A Sequence Alignment Map (SAM) file is created after the alignment is completed. This file contains the reference-aligned reads. A Binary Alignment Map (BAM) file is the binary edition of a SAM file, and BAM files are used for random-access reasons. A header and an alignment segment make up the SAM/BAM file. Contigs of the aligned reference sequence, read groups (carrying platform, library, and sample data), and data processing instruments implemented to the reads are all found in the header segment. The read alignment segment contains data on read alignments.

Post-Alignment Processing

Post-alignment data processing to create analysis-ready BAM files is an important process in any reads-to-variants framework. This process involves data cleaning to eliminate technical biases, such as marking duplicates and recalibrating base quality scores.

Short Variant Discovery

The methods for detecting germline SNV and indels are described in this report.
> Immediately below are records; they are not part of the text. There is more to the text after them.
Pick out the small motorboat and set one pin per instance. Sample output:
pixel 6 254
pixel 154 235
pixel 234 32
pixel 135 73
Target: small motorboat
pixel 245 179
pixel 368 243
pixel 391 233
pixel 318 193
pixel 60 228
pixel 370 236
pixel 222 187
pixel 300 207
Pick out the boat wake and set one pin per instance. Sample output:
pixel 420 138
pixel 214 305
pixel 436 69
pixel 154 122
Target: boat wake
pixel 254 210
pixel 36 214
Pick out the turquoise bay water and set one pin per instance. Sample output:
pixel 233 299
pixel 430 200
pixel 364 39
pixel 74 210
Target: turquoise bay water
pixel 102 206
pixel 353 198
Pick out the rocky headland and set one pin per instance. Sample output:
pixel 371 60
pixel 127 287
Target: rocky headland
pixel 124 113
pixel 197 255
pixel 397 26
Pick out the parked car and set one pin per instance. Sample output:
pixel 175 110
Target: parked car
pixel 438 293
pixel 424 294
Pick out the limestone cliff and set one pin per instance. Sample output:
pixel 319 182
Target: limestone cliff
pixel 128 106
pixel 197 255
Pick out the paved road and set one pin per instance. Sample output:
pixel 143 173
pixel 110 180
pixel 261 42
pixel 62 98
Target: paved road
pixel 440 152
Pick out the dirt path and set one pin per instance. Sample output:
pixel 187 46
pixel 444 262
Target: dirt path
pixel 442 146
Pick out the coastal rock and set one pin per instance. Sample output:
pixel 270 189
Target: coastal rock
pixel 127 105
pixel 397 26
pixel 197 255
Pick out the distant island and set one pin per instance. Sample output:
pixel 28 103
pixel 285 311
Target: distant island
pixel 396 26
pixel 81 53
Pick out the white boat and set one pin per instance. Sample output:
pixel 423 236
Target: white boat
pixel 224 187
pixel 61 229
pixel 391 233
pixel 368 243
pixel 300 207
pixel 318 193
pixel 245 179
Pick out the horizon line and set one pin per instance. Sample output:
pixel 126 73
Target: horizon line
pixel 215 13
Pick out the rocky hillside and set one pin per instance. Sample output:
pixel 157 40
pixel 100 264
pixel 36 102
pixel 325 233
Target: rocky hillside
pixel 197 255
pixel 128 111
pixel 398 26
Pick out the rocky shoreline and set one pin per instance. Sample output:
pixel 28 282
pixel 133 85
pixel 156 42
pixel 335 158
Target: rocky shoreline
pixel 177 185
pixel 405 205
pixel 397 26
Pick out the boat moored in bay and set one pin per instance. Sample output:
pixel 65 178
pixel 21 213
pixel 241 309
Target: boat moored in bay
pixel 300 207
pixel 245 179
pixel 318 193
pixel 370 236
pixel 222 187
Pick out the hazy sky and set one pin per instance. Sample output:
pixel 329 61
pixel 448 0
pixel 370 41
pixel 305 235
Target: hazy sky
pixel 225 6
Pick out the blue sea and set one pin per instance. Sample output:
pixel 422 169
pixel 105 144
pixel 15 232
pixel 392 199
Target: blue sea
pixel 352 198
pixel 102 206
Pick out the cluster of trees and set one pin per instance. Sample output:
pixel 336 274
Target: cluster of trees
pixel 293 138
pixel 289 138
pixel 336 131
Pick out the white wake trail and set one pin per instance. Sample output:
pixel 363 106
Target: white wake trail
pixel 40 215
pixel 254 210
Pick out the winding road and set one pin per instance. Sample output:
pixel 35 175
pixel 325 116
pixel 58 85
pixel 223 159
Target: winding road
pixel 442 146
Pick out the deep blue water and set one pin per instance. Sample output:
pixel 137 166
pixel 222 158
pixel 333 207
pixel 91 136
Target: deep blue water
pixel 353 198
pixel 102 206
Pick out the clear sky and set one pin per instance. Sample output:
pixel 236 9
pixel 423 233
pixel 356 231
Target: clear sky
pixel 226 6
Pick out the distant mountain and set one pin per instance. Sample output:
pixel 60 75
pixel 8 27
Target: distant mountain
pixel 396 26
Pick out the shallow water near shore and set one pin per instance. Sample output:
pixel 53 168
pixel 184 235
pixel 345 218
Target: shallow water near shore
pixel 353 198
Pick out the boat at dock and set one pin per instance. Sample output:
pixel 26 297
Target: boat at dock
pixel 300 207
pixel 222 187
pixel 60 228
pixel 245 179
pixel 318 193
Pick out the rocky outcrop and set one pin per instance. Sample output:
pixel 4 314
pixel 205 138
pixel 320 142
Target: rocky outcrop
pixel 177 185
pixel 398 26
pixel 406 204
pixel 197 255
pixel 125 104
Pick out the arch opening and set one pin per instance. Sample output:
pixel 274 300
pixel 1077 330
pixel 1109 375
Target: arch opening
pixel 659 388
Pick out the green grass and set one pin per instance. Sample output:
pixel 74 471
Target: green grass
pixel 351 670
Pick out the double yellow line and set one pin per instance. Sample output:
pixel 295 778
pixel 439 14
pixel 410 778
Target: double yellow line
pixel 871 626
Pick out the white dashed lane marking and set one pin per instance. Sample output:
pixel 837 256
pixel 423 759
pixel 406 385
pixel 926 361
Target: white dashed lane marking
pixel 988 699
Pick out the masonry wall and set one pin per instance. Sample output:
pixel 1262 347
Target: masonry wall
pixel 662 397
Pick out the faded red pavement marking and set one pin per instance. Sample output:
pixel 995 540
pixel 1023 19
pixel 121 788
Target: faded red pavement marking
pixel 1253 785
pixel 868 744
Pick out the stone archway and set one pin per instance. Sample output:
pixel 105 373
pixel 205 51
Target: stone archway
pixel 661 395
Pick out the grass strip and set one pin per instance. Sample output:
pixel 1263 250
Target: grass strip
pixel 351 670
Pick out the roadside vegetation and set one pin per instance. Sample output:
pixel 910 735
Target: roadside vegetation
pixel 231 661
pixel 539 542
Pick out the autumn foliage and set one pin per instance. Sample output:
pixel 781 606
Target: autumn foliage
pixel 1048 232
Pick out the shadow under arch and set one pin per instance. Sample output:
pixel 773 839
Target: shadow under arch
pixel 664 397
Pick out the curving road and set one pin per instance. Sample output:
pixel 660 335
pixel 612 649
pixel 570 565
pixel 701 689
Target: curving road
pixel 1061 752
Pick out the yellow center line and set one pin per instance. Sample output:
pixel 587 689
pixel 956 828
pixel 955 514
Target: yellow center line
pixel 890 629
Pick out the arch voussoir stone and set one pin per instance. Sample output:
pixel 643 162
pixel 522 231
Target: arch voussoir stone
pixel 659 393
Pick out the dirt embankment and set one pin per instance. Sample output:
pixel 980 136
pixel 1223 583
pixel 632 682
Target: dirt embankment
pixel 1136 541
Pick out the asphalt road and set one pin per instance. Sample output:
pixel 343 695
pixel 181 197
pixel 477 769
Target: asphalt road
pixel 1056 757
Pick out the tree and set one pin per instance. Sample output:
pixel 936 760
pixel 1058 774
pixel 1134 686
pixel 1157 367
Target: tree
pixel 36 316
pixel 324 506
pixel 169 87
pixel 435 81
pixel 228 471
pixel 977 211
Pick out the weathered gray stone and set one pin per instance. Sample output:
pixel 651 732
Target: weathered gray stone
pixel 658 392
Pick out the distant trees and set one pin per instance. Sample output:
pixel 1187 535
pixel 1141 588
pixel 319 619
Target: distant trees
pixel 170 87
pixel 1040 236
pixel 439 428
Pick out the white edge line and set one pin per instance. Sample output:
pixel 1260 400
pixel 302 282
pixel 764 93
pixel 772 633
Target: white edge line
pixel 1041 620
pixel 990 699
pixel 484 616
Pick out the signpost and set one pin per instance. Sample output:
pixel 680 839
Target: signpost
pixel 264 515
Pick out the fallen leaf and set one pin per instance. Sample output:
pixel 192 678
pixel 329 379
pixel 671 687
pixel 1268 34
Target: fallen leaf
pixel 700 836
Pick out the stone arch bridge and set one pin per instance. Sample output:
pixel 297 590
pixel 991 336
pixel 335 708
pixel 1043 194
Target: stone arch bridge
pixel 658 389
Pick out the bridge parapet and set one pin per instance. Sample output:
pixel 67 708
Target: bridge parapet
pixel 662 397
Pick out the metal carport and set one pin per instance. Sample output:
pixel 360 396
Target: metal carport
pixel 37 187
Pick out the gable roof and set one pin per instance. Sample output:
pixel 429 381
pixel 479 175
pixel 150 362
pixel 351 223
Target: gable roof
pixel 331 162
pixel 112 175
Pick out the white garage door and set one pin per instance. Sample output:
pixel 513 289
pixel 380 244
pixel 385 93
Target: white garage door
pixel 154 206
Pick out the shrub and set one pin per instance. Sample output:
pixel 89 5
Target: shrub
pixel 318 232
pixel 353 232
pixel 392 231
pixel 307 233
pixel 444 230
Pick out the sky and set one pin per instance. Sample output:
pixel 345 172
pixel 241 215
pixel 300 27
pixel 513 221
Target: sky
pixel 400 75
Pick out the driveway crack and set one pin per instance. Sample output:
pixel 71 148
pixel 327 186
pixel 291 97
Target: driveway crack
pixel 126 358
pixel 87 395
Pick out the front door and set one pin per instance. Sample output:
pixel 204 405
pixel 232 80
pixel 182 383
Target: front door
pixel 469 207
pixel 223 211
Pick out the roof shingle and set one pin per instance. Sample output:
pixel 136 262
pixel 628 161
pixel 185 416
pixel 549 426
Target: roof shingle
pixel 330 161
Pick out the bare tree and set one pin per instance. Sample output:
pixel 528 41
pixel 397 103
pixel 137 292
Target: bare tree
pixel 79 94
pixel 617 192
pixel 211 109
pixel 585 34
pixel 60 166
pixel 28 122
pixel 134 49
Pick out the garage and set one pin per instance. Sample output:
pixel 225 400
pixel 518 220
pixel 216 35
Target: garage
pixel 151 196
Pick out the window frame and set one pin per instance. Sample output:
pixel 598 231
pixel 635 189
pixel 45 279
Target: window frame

The methods for discovering somatic short variants and structural variations are described in the preceding portions.

The reads are prepared for downstream assessment after going through data processing steps, and the most common phase is variant calling. The form of classifying distinctions between sequencing reads generated by NGS experiments and a reference genome is known as variant calling. As alignment and sequencing artifacts complicate the method of variant calling, a plethora of variant callers have been established and are being built to help with this difficult task.

Filtration of Variants

Raw SNV and indels in the Variant Call Format (VCF) are acquired after the variant calling stage. After that, either apply hard filters to the data or use a more intricate method like GATK's Variant Quality Score Recalibration to filter them (VQSR).

Variant Annotation

Another crucial process in the WES/WGS assessment framework is variable annotation. All functional annotation instruments have the goal of annotating data about variant effects/consequences, such as (i) listing which gene(s)/transcript(s) are influenced, (ii) determining the impact on protein sequence, and (iii) correlating the variant with known genomic annotations, and (iv) finding known variants in variant databases and complementing them. Each variant's effect is demonstrated using Sequence Ontology (SO) terms. Qualifiers are frequently used to imply the severity and effect of these implications.

About CD Genomics Bioinformatics Analysis

The bioinformatics analysis department of CD Genomics provides novel solutions for data-driven innovation aimed at discovering the hidden potential in biological data, tapping new insights related to life science research, and predicting new prospects.

References

Neerman N, Faust G, Meeks N, et al. A clinically validated whole genome pipeline for structural variant detection and analysis. BMC genomics. 2019, 20(8).
Chen J, Li X, Zhong H, et al. Systematic comparison of germline variant calling pipelines cross multiple next-generation sequencers. Scientific reports. 2019, 9(1).
Liu F, Zhang Y, Zhang L, et al. Systematic comparative analysis of single-nucleotide variant detection methods from single-cell RNA sequencing data. Genome biology. 2019, 20(1).
Peng G, Fan Y, Palculict TB, et al. Rare variant detection using family-based sequencing analysis. Proceedings of the National Academy of Sciences. 2013, 110(10).

* For Research Use Only. Not for use in diagnostic procedures.